Daech avait divisé ses troupes en groupes de combat de 10 à 12 activistes équipés, en sus des armes individuelles, d’une mitrailleuse légère et d’une arme antichar. Ils se déplaçaient à travers un réseau de passages préalablement creusés dans les habitations et en sous-sol. Des abris pouvant servir d’aires de repos ou de postes de commandement étaient aménagés en différents endroits. De plus, certains tunnels débouchaient sur les arrières de l’adversaire, ce qui permettait de mener des contre-attaques par surprise5. Cela a constitué un problème majeur pour les assaillants qui se sont retrouvés parfois, à leur tour, assiégés. Dans tous les cas, ils ont eu beaucoup de mal à reprendre la position. Surtout, cela leur a coûté de nombreuses vies humaines, sans compter la baisse de moral que cela provoquait systématiquement.

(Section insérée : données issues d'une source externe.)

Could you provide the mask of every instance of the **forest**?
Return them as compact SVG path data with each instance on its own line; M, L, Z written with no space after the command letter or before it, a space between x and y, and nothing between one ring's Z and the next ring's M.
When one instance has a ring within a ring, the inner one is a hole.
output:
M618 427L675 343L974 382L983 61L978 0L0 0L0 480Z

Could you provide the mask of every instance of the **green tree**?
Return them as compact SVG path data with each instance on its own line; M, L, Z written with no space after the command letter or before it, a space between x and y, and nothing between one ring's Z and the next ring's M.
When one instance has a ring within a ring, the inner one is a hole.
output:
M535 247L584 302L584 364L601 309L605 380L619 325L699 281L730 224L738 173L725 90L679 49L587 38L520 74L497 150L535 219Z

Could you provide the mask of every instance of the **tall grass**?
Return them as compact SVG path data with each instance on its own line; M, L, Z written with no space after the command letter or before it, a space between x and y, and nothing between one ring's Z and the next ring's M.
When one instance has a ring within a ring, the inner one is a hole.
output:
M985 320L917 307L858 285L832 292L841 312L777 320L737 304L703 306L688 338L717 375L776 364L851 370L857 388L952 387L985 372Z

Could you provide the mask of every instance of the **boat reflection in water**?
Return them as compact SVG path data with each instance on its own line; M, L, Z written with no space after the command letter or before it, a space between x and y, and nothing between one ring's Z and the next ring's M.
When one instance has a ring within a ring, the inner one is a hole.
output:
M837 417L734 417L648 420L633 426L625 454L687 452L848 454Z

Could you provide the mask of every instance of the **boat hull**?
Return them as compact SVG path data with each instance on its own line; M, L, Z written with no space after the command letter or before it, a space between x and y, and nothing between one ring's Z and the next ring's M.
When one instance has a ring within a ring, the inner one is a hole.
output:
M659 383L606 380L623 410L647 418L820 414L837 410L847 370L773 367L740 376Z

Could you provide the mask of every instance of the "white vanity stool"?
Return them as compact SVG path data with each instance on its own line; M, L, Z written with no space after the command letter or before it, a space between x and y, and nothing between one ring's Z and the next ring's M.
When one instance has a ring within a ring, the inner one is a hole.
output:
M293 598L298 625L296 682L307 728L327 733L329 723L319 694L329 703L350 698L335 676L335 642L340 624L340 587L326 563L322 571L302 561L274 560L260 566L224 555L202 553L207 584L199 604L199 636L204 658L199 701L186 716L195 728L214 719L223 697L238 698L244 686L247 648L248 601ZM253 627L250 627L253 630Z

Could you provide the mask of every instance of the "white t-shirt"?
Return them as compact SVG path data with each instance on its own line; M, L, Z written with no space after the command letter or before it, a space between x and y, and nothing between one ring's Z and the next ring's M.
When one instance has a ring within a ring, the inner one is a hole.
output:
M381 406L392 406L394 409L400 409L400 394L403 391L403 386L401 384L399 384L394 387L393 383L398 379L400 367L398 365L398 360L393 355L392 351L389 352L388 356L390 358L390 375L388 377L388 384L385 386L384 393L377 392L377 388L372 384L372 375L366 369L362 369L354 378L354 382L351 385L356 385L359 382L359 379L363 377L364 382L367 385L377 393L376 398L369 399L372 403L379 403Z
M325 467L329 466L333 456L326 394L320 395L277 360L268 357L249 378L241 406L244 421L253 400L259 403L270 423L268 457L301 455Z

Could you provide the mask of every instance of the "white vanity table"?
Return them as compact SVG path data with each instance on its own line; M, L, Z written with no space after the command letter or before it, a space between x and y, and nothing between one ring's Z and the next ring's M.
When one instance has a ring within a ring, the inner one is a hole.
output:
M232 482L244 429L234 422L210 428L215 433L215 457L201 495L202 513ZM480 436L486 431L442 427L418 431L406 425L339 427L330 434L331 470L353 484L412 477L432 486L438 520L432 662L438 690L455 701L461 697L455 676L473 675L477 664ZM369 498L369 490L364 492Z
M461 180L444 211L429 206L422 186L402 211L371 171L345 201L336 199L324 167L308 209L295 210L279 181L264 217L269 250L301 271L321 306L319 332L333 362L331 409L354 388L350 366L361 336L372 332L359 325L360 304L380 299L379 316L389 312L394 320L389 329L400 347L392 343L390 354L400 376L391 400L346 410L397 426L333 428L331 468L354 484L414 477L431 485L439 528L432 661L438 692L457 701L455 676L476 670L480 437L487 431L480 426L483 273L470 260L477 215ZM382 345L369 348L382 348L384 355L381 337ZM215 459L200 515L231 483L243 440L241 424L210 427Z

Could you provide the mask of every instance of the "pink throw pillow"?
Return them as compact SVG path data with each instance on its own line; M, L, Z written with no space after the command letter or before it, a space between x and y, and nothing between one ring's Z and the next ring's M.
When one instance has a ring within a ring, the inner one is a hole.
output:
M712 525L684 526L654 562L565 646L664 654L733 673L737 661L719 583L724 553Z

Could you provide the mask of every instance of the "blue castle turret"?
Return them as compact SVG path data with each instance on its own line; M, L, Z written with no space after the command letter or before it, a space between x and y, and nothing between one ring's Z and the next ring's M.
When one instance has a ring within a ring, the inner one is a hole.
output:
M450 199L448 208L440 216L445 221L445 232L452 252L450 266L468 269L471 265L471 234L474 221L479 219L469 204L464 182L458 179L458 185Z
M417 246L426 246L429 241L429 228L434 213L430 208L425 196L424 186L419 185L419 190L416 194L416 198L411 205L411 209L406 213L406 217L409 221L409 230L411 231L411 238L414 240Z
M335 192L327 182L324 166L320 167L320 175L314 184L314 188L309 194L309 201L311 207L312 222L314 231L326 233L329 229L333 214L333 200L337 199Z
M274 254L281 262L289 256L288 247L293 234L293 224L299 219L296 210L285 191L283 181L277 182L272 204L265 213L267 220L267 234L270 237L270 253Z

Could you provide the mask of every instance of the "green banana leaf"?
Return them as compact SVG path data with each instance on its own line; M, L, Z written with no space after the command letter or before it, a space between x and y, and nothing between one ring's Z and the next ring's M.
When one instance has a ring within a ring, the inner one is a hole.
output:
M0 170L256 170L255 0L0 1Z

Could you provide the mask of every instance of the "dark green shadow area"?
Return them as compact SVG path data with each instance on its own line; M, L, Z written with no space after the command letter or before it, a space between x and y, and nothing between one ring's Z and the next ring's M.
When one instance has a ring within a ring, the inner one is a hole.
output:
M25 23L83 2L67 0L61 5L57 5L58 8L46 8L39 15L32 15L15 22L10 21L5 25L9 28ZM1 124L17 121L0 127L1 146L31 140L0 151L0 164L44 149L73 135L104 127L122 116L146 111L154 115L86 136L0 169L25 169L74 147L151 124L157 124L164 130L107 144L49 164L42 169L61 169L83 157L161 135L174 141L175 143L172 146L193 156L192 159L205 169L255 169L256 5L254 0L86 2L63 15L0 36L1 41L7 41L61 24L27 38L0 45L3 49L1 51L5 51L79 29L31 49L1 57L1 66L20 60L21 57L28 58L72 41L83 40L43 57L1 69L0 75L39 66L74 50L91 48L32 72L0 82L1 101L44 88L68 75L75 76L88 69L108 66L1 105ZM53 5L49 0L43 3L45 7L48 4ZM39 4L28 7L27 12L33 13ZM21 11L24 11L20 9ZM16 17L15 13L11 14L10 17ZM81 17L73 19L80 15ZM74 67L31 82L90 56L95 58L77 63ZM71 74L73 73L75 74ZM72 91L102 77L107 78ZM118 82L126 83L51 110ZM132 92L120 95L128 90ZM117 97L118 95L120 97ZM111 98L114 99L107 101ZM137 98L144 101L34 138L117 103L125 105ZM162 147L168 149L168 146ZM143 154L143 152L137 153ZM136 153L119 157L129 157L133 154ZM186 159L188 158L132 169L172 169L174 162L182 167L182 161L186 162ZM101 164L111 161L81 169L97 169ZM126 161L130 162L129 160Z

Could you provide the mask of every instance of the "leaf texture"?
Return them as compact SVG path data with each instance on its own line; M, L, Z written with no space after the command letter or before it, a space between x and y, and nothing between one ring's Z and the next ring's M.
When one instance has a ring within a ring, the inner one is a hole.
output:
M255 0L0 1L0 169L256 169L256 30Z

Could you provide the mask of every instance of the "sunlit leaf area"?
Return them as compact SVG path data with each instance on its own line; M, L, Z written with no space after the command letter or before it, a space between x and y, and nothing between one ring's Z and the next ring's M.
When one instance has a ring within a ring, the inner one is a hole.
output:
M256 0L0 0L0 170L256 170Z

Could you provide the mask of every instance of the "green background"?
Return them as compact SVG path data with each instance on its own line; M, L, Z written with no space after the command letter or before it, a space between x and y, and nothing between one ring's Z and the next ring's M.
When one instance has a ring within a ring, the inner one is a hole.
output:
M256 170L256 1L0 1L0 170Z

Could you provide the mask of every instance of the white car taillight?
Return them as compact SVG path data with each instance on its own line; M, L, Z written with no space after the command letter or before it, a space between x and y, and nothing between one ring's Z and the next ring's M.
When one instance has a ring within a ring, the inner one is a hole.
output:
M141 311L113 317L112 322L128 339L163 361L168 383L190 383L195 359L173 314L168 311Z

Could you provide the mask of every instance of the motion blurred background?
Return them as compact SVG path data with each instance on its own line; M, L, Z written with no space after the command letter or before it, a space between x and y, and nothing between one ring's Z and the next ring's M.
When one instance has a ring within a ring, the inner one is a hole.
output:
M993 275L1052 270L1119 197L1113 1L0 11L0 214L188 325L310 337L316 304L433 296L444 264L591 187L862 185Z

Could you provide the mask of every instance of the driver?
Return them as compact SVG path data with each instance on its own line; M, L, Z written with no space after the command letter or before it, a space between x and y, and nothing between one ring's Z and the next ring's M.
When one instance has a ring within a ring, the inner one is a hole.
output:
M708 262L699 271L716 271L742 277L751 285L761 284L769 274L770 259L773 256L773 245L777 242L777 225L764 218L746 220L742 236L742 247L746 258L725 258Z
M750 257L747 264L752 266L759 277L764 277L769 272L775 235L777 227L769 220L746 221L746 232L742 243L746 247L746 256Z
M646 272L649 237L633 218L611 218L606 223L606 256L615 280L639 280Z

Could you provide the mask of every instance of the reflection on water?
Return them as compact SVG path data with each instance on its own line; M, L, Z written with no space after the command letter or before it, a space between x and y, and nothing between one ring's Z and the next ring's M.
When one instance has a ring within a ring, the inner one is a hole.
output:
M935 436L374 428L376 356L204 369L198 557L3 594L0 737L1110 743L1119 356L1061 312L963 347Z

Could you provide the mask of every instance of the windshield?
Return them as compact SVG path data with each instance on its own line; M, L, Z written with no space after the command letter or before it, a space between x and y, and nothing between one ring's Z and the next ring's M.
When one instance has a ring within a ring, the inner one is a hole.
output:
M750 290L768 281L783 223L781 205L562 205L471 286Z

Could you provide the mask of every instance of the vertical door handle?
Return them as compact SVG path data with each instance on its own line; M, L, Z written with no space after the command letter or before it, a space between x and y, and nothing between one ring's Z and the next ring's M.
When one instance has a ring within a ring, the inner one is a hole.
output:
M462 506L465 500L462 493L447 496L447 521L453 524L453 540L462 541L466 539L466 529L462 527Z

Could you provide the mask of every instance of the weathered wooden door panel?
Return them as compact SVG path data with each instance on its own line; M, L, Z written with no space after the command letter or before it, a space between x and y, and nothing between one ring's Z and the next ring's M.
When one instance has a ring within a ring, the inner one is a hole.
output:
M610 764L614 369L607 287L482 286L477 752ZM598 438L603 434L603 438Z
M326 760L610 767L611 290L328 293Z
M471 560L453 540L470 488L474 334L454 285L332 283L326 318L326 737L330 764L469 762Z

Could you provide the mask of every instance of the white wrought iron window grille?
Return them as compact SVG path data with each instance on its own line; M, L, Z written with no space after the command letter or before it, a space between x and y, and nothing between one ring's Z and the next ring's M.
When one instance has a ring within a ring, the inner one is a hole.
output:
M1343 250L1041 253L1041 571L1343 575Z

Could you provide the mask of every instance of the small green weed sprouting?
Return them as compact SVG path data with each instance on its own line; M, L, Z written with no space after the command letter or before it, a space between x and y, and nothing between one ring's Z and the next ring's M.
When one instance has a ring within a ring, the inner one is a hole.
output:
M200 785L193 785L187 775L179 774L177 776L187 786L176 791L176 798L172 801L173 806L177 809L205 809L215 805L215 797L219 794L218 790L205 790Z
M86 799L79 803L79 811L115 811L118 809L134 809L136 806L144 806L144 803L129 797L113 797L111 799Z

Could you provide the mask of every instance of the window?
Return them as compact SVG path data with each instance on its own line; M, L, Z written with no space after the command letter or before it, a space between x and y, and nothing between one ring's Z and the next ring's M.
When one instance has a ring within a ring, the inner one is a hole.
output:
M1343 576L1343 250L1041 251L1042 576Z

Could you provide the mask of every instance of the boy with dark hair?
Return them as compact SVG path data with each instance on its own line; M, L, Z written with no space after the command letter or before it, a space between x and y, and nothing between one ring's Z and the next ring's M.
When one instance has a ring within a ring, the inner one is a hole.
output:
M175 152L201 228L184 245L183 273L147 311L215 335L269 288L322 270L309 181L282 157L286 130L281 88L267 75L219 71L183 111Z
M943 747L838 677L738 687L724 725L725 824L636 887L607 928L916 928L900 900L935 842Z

Bien qu’en position défensive, Daech a continué à utiliser des véhicules (dont des motos) pour se déplacer rapidement. Sur certains d’entre eux, des armes lourdes avaient été installées. Cela permettait de mener des actions de type « hit-and-run », tout en préservant un maximum de matériels. Ces véhicules étaient camouflés jusqu’au moment de leur utilisation.
Une détermination
jusqu’au-boutiste
Comme d’habitude, les populations civiles ont fréquemment été employées comme boucliers humains, pour éviter les tirs de l’artillerie ou de l’aviation ennemie. Cela a été particulièrement dramatique durant la bataille de Mossoul, car les rebelles ont été volontairement encerclés sans que la possibilité de négocier pour s’échapper leur ait été proposée, ce qui a été la règle dans d’autres villes. Le commandement irakien a estimé qu’il convenait de neutraliser définitivement les rebelles plutôt que de les laisser se réorganiser en Syrie voisine d’où ils seraient revenus tôt ou tard pour menacer de nouveau Bagdad. Les estimations les plus optimistes des pertes civiles sont de 10 000 morts, mais ce chiffre est vraisemblablement sous-évalué.
A bien y regarder, une similitude est à observer avec les militaires nippons durant la Seconde Guerre mondiale. La détermination jusqu’au-boutiste et la sauvagerie de ces combattants sont similaires. Une différence toutefois, certains Japonais se suicidaient plutôt que d’être faits prisonniers. Or, le suicide en tant que tel est formellement condamné par l’islam, surtout celui pratiqué par les salafistes-djihadistes6.